The study of pricing is a fundamental topic in economics. This dissertation analyzes pricing strategies in labor and transportation markets.

Chapter 1 examines the impact of the crash of Alaska Airlines Flight 261 on the domestic fares and passenger traffic of the crash carrier, using a difference-in-difference approach. The results show that that the crash reduced fares of Alaska Airlines relative to those of its competitors only in the months right after the crash, indicating that the financial ramifications are not persistent, a finding that justifies the temporary drop in stock prices found in earlier literature.

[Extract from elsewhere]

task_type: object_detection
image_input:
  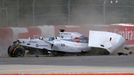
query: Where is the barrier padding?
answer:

Chapter 2 investigates the factors that contribute to wage selection in the labor market. When employers consider a job candidate, character assessment about the applicant is gathered from a variety of sources, impartial and subjective, ranging from academic merits to reviews by coworkers. The information is collected in order to make an appropriate wage offer. Existing experimental literature in agency theory provides employers with their employees' work records at no cost. I extend this research by placing a price on the information to develop a more realistic case. Through experimental evidence, I find employers absorb the cost of obtaining history, and do not shift the burden of the fee onto the employees in the form of lower wages. If employers have access to employees' history, they offer wages that are positively correlated with the employees' work ethic. However, when they are not presented with a history, the employers base wages on their own experiences.

The last chapter studies a different source an employer can use to determine wages. In past labor market experimental literature, an employee's work history was information the employer received from the employee. Chapter 3 of my dissertation modifies the agency problem by introducing a noisy signal from a third party, specifically the employee's past employer. The results of this experimental study show that cooperation is more prominent when employee references are accessible, even if the evaluations are imprecise.